No, se lo fai è finita, devi restare sempre sul pezzo. Drake fa un disco all’anno, lo stesso Kendrick Lamar o Schoolboy Q pubblicano molta roba. È dura, perché sei costretto a buttar fuori un sacco di pezzi. Ma io che cazzo scrivo, se faccio un album e poi sto un anno in giro a suonare? Anche perché non mi faccio certo scrivere le canzoni dagli altri, come fa qualcun altro.

Spesso tu, come tanti altri rapper, scrivi dei testi politicamente scorretti. Non ti penti mai delle cose che canti?

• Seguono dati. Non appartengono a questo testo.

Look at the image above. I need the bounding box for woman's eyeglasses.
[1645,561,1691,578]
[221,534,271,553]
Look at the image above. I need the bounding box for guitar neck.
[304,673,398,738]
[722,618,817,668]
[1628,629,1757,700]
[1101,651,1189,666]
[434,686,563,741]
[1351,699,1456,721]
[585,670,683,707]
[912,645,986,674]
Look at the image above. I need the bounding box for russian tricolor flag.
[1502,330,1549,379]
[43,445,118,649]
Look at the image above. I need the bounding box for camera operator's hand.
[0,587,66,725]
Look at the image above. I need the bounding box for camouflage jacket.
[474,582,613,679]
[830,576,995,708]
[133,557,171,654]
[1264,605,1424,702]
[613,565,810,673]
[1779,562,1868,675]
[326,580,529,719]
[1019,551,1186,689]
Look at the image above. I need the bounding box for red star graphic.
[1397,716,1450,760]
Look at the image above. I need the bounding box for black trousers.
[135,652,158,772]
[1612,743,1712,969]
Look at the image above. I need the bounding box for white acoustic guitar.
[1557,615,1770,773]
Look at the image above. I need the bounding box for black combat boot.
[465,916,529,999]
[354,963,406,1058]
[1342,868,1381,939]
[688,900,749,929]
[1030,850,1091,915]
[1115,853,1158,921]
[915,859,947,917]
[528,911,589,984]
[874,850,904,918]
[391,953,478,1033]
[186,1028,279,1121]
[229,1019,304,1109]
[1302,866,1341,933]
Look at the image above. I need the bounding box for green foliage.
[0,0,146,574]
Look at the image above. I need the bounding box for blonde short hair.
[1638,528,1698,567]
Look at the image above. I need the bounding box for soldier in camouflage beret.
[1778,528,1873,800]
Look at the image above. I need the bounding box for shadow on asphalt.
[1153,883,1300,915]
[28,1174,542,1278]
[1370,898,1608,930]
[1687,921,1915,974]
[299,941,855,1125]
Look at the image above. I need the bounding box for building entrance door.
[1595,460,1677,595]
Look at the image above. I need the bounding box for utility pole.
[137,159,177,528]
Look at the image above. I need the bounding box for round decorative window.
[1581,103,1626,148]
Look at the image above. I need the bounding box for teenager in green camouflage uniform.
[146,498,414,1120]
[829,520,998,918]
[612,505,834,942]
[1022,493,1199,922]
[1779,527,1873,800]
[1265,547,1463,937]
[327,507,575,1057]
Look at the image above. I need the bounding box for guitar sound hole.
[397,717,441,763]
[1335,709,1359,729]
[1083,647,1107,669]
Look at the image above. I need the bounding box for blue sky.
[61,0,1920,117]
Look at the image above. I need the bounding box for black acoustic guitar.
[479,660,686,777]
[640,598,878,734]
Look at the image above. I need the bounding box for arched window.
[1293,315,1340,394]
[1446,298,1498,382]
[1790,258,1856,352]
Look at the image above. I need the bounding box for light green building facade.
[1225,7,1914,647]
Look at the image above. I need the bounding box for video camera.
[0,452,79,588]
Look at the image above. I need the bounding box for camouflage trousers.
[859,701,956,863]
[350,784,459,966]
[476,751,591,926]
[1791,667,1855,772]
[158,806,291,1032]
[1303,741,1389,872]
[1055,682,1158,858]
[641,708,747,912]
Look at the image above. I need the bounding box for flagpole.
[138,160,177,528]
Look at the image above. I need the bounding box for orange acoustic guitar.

Il rap non è musica di protesta, esiste da trent’anni e, anche se è nato come genere di protesta, non potrà esserlo per sempre. Il rapper non deve fare la predica, perché noi siamo la peggior specie che esiste e non possiamo insegnare agli altri come vivere. Quello che ho scritto, e che continuerò a scrivere, mi rappresenta bene. Mi piace provocare. Non ho mai dichiarato che la mia musica debba essere presa alla lettera. Il rap è come una chiacchierata tra amici al bar. Spesso il giorno dopo ti svegli pensando: “Che cazzo ho detto ieri?” e magari un po’ te ne penti. Però in quel momento lo pensavi. Questo è il rap.